(Hypertension. 1999;34:659-665.)
© 1999 American Heart Association, Inc.
Scientific Contributions |
From the Institut National de la Santé et de la Recherche Médicale (INSERM) Unit 141 (K.M., L.L., B.I.L., D.H.) and Unit 127 (C.H.), IFR 6, Université Paris VII, France.
Correspondence to D. Henrion, PhD, INSERM Unit 141, Hopital Lariboisiere, 41 Blvd de la Chapelle, 75475 Paris, cedex 10, France. E-mail daniel.henrion{at}inserm.lrb.ap-hop-paris.fr
AbstractPressure-induced tone (myogenic, MT) and flow (shear stress)induced dilation (FD) are potent modulators of resistance artery tone. We tested the hypothesis that locally produced angiotensin II interacts with MT and FD. Rat mesenteric resistance arteries were perfused in situ. Arterial diameter was measured by intravital microscopy after a bifurcation on 2 distal arterial branches equivalent in size (150 µm, n=7 per group). One was ligated distally and thus submitted to pressure only (MT, no FD). The second branch was submitted to flow and pressure (MT and FD). The difference in diameter between the 2 vessels was considered to be FD. Flow-diameter-pressure relationship was established in the absence and then in the presence of 1 of the following agents.

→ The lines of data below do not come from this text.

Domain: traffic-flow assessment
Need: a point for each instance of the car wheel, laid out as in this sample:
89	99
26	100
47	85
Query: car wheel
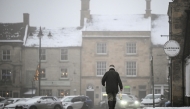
57	107
70	107
104	106
32	107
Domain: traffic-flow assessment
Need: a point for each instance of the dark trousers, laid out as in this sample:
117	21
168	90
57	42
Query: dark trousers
111	100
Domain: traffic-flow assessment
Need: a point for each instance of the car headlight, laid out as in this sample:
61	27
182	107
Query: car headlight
65	104
25	106
136	102
1	105
123	102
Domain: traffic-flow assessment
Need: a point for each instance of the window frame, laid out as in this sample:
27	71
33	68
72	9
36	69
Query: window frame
102	70
7	71
101	48
6	55
66	73
127	69
64	54
43	76
130	46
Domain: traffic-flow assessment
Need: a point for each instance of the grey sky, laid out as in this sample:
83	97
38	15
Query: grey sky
66	13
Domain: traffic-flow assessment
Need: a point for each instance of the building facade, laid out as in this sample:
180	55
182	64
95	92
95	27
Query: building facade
59	62
11	46
178	12
124	41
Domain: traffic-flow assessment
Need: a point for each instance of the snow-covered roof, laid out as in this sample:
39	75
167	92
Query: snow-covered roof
160	26
61	37
118	23
12	32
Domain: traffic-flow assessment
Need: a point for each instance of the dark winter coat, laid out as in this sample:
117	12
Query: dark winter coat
112	80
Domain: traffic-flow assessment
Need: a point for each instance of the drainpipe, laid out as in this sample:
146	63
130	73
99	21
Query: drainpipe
183	58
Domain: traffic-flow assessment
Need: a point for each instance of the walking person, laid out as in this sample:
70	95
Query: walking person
112	80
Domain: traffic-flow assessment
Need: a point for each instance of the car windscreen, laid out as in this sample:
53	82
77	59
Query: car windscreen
68	99
10	101
151	96
124	97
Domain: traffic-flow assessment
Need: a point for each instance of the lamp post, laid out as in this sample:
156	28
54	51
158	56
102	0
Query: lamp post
152	80
39	75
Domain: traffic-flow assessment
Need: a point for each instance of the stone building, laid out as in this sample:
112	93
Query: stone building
59	62
161	70
178	12
125	41
11	46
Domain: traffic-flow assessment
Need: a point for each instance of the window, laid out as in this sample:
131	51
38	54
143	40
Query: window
131	48
157	91
6	75
101	48
64	54
131	68
43	54
64	73
127	90
43	74
5	93
6	55
101	68
62	92
46	92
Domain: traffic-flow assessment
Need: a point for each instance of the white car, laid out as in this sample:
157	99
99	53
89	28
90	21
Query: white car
122	102
13	105
159	100
41	102
76	102
5	102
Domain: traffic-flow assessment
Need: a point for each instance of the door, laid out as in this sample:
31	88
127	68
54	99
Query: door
142	94
90	94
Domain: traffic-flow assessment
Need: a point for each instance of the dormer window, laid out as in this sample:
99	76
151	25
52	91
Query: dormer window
30	34
49	35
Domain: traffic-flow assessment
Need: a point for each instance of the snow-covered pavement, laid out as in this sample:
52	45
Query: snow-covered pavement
167	108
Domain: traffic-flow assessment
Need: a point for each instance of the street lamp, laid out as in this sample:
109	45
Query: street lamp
151	59
40	34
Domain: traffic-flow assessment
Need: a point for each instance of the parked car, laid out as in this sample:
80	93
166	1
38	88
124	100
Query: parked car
5	102
159	100
125	102
1	104
41	102
77	102
13	105
133	97
2	98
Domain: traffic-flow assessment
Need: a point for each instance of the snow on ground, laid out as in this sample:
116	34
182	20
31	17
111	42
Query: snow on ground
167	108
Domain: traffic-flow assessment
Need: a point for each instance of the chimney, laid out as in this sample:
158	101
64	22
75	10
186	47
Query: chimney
26	19
85	12
148	10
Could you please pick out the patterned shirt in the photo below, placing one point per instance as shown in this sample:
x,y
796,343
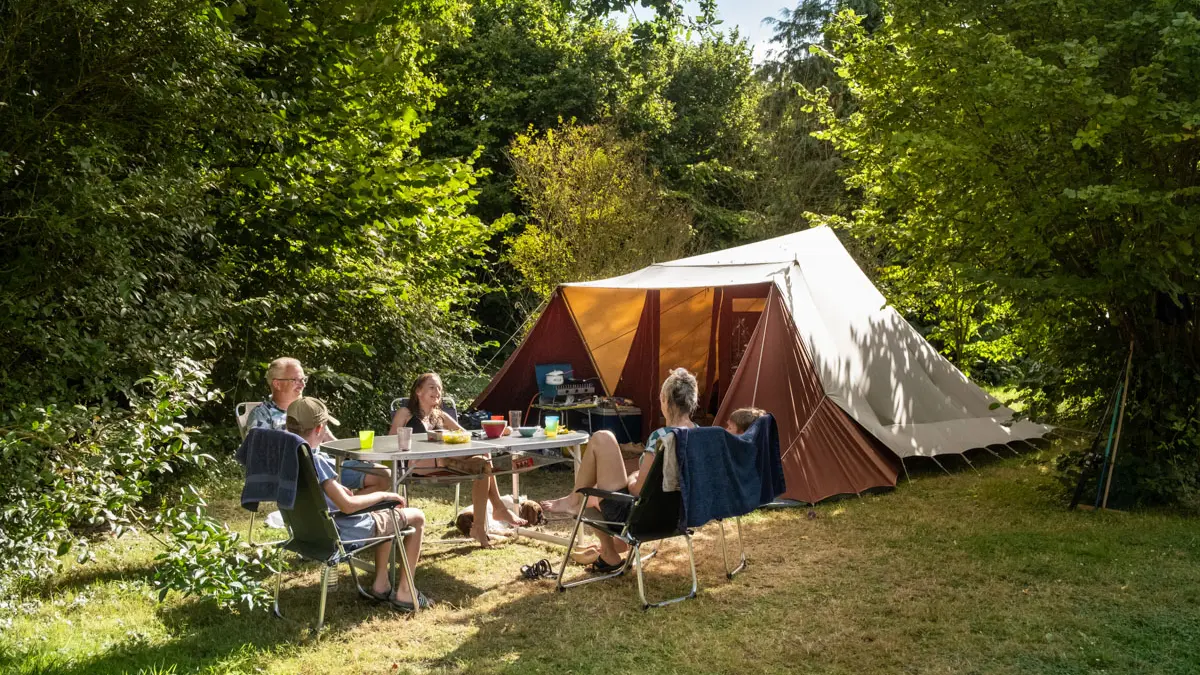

In the nonligated segment (MT+FD), angiotensin II type 1 (AT1) receptor blockade (losartan) had no significant effect, whereas angiotensin II type 2 (AT2) receptor blockade (PD123319) or saralasin (AT1+AT2 blocker) decreased the diameter significantly, by 9±1 and 10±0.8 µm, respectively. Angiotensin II in the presence of losartan increased the diameter by 18±0.6 µm (inhibited by PD123319). PD123319 or saralasin had no effect after NO synthesis blockade or after endothelial disruption. In the arterial segment ligated distally (MT only), AT1 or AT2 receptor blockade had no significant effect. AT2-dependent dilation represented 20% to 39% of FD (shear stress from 22 to 37 dyn/cm2), and AT2-receptor mRNA was found in mesenteric resistance arteries. Thus, resistance arterial tone was modulated in situ by locally produced angiotensin II, which might participate in flow-induced dilation through endothelial AT2 receptor activation of NO release.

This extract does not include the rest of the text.